Opening channels for climate dialogue

Doaa El-Bey , Monday 5 Sep 2022

A flurry of high-level meetings is being held in the build-up to COP27.

Opening channels for climate dialogue
Opening channels for climate dialogue

 

With COP27 fast approaching — it is scheduled for 7-18 November in Sharm El-Sheikh — Egypt is working to create the space needed for productive discussions and to raise levels of political will and the finance required to ensure that commitments and pledges made in the Paris Agreement and at COP26 are met.

This week’s Africa Climate Week 2022 (ACW 2022), held between 29 August and 2 September in Libreville, Gabon, cast light on climate injustice in Africa. Inaugurated by President of Gabon Ali Bongo Ondimba, the event was attended by Egypt’s Foreign Minister and COP27 President Designate Sameh Shoukri, high-level envoys from African countries and representatives of UN agencies.  

Shoukri underlined that while Africa contributes less than four per cent of global emissions, the impacts of climate change are already impacting its efforts for sustainable growth and testing the resilience of its communities.
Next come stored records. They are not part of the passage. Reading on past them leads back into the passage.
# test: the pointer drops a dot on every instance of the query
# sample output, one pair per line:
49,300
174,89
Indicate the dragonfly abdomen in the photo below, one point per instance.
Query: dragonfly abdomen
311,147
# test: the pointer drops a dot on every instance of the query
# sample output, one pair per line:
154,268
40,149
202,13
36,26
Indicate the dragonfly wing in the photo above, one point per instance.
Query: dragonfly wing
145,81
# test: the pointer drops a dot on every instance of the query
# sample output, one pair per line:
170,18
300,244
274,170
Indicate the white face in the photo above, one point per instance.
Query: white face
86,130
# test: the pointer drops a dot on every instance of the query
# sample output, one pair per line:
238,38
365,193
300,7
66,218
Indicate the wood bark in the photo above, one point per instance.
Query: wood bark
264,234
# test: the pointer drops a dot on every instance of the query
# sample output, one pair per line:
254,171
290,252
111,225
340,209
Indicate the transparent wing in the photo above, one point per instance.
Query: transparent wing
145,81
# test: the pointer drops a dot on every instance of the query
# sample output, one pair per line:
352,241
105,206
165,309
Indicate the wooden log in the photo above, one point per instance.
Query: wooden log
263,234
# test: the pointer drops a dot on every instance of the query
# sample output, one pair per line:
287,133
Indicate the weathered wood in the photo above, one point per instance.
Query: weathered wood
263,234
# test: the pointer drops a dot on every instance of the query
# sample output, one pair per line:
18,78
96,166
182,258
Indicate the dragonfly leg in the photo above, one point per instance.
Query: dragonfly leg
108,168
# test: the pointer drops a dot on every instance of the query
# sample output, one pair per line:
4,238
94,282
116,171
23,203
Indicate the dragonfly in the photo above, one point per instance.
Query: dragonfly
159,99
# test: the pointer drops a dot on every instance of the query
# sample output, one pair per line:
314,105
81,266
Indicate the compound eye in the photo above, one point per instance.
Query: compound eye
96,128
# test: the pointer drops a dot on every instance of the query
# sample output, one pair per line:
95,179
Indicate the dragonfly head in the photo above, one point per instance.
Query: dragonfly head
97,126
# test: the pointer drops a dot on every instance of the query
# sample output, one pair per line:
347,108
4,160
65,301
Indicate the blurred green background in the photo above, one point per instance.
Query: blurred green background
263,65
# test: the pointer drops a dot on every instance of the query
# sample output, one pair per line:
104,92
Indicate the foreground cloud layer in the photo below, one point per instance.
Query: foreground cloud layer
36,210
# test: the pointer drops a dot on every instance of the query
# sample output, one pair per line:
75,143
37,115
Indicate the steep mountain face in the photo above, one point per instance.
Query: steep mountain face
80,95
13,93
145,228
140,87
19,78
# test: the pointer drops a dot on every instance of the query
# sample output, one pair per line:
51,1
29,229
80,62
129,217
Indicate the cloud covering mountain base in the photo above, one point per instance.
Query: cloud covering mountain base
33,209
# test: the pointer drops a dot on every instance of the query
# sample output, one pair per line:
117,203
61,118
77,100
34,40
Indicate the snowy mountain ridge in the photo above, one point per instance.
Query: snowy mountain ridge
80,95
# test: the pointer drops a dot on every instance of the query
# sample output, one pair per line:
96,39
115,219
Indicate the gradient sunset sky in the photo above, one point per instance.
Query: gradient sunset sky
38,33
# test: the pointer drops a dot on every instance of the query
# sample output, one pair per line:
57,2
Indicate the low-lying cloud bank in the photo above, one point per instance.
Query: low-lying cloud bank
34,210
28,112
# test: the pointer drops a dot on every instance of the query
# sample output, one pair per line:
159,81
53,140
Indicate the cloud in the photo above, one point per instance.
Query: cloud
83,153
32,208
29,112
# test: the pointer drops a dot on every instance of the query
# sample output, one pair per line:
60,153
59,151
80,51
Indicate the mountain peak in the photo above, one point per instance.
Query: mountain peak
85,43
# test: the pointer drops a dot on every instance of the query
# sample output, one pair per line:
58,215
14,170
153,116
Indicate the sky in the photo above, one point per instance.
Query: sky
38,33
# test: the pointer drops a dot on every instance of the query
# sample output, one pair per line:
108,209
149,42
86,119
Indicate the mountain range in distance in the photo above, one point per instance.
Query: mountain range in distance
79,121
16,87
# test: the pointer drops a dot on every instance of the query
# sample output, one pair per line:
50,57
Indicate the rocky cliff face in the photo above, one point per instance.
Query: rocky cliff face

“Africa is obliged, with its already limited financial means and scant level of support, to spend around 2-3 per cent of its GDP per annum to adapt. This cannot be described as anything other than climate injustice,” he said in his opening address to ACW 2022.

He added that all parties in Africa, including the continent’s thriving private sector, must continue to call for climate justice based on equity and the availability of means of implementation, guided by the principle of common but differentiated responsibilities and available capabilities.

Egypt’s top diplomat stressed that Egypt is committed to ensuring sustained and reliable support for African countries and access to climate finance sufficient to allow the continent to meaningfully contribute to the global climate response.

On the periphery of ACW22, Shoukri met President Ondimba and his Foreign Minister Michael Moussa Adamo, and presented his host with an invitation from President Abdel-Fattah Al-Sisi to participate in the world leaders’ summit during COP27.

Within the framework of ongoing preparations for COP27, Shourki also took part in the Asia Pacific Round Table, a regional forum on climate initiatives to finance climate action and the UN sustainable development goals (SDGs) in Bangkok.

In his address, Shoukri said that while all participants acknowledge the complexities of multiple global crises, Egypt believes it is crucial to raise the threshold for action at COP27 through emission reductions, scaled-up adaptation efforts and enhanced finance.

Climate finance, he argued, is key to achieving the goals of the Paris Agreement, and “there is an urgent need to unlock climate finance through the massive mobilisation of public and private finance for climate action at the local, national and regional levels across all areas of climate action.”

This week’s round table is the second in a series of five regional fora on initiatives to finance climate action and the SDGs in the run-up to COP27. They aim to create effective partnerships to facilitate government and private investments in clean energy projects, food security and digital transformation and shed light on successful models already being employed.

The first regional forum, covering Africa, was held in Addis Ababa. A third meeting will be held in Santiago, Chile, hosted by the UN Economic Commission for Latin America and the Caribbean; a fourth, for the Middle East and Arab countries, will be hosted by the UN Commission for West Asia in Beirut, with a final meeting hosted by the UN Economic Commission for Europe (ECE). The results of the meetings will be presented at COP27.

The run-up to COP27 also saw the convening of the High-Level Dialogue with Small Island Developing States (SIDS) in the Caribbean. SIDS are particularly vulnerable to climate change, and like African states, will bear unfair costs despite their negligible contribution to its causes.

In a virtual address to the meeting Shoukri said that the tragedy inflicted on island nations “continues to unfold as extreme weather events occur with increasing frequency and intensity, shrinking economies, impairing development, and forcibly displacing communities”.

“Many island states face the threat of becoming uninhabitable or vanishing altogether.”

During the 13th Petersberg Climate Dialogue (PCD13), which met early in August, participants agreed that increased focus needs to be paid to limiting global warming to 1.5 °C, and to link climate action to prosperity.

In addition to the series of high-level meeting, the next two months will see an increasing number of in-person heads of delegation consultations in order to bring parties closer, bridge gaps, and find common ground for action during COP27.

The first round will be held on 10-11 September in Cairo, the venue for a second round on 13 October which will focus on mitigation and finance.

Under the Paris Agreement, a legally binding international treaty on climate change that was adopted by 196 Parties at COP21 in Paris in 2015, the international community made ambitious commitments that collectively aim to limit the global average temperature increase to below 2 degrees Celsius. The agreement came into force on 4 November 2016.


*A version of this article appears in print in the 1 September, 2022 edition of Al-Ahram Weekly.